In this study, we found no association between the quality of sleep and the level of physical activity. This is consistent with the findings of Kakinami et al. (2017) who reported no association between physical activity and poor quality of sleep in Canadian university students [8]. A similar finding was reported in an international study involving more than 15,000 university students in 23 countries across Africa, Asia, and the Americas [7]. In contrast to our findings, systematic reviews indicate that many investigators have reported a positive association between levels of physical activity and sleep in young adults [6]. Moreover, longitudinal studies in Swedish adults indicate that sleep complaints are reduced with increased physical activity at baseline and follow-up study as well [36]. These findings suggest that sleep-promoting effects of high physical activity in young adults might be less based on behavioural patterns, but rather depend on individual appraisals about being sufficiently physically active and fit [29]. This finding is in line with cognitive models of insomnia that point to the important role of cognitive processes such as attention, perception, memory, reasoning, belief, attribution, and expectations in the onset and maintenance of sleep complaints [7, 19, 35]. Because the biological plausibility of a sleep-promoting impact is still not sufficiently established, the paradoxical effects of physical activity levels are not a surprise.

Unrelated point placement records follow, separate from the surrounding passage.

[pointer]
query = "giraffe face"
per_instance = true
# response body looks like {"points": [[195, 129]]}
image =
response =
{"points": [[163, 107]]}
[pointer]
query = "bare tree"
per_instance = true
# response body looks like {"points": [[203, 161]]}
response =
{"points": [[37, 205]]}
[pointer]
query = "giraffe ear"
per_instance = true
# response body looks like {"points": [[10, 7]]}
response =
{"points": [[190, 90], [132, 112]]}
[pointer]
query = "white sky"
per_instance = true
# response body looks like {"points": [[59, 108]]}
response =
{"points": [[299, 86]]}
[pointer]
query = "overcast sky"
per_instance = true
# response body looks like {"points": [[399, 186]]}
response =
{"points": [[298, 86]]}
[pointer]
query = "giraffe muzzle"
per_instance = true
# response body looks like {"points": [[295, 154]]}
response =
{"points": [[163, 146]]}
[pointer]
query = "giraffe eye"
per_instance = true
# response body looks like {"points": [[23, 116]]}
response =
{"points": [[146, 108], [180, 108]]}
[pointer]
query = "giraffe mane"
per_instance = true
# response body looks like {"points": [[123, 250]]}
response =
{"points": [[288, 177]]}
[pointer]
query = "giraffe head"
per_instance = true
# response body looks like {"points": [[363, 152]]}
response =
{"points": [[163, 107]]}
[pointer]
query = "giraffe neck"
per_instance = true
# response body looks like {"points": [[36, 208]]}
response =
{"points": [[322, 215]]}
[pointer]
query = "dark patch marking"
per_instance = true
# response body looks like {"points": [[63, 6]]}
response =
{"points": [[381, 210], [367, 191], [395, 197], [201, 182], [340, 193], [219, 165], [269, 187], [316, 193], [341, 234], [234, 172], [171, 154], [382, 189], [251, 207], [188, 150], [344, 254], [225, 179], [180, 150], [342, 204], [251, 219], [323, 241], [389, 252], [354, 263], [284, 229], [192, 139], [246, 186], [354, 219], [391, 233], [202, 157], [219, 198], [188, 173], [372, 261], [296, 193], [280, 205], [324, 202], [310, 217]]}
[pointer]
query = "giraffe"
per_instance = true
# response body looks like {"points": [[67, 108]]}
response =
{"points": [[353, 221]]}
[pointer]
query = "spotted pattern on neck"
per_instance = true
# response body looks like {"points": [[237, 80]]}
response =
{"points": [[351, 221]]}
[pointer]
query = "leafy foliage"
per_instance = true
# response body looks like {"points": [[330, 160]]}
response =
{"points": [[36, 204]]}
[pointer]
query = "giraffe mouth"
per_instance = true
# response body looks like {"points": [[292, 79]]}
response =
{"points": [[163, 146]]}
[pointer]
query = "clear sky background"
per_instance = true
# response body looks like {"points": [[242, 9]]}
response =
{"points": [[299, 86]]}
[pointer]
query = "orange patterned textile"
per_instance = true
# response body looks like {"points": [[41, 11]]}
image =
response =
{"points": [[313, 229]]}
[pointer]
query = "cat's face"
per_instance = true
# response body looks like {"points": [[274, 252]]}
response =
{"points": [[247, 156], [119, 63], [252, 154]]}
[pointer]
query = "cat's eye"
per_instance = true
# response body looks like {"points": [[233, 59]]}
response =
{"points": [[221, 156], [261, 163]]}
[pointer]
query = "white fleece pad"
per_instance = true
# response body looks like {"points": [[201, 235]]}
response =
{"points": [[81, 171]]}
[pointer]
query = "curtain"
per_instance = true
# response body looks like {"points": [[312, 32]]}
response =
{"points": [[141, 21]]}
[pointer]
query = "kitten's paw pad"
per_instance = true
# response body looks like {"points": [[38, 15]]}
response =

The limitations of this study include that it is cross-sectional in design which precludes any inference on causality. Hence, we cannot conclude that poor quality of sleep leads to the development of MetS or vice versa. A longitudinal design may be required to confirm this association. Secondly, the study was conducted in university students in an urban city in Ghana. This approach was convenient for participants’ recruitment, as well as administration of questionnaires since the online English form of PQSI and IPAQ-SF were used. However, university students in Ghana have a different socioeconomic profile and environmental stresses compared to the general population, even within the same age group. This affects the generalizability of our findings. Moreover, we did not measure other factors that may affect the quality of sleep and MetS such as anxiety, depression, socioeconomic status, and others. Lastly, quality of sleep and physical activity levels, assessed using a validated questionnaire, may be subjected to recall bias.

5. Conclusion

Our study has shown that in young adults in university, there is a high prevalence of poor quality of sleep associated with MetS and obesity. Physical activity status was not associated with poor quality of sleep. Future studies may utilize longitudinal design and use objective methods of assessing the quality of sleep and physical activity levels, to investigate the roles of sleep and physical activity in the development of MetS in young adults from the sub-Sahara Africa population.


MetS:Metabolic syndrome
CVDs:Cardiovascular diseases
PSQI:Pittsburgh sleep quality index
IPAQ-SF:International physical activity questionnaire-short form
BMI:Body mass index
BP:Blood pressure
LDL:Low-density lipoprotein
HDL:High-density lipoprotein.

Data Availability

Data supporting the conclusions of this paper is available and can be requested from the lead author (Dr Kwame Yeboah).

Conflicts of Interest

The authors declare no competing interest.

Authors’ Contributions

Kwame Yeboah conceptualized the study, analysed the data, and drafted the manuscript. Kennedy Konlan Dodam collected the data and revised the manuscript. Jennifer A. Agyepong analyzed the data and made scientific contributions to the manuscript. Jared N. Oblitey revised the manuscript and made scientific contributions to the manuscript. All authors approved the content of the manuscript.


The authors thank the technicians at the Cardiovascular and Metabolic Research Unit at the Department of Physiology, UGMS. The laboratory component of this research paper was supported by the University of Ghana-Building a New Generation of Academics in Africa (BANGA- Africa) project with funding from the Carnegie Corporation of New York.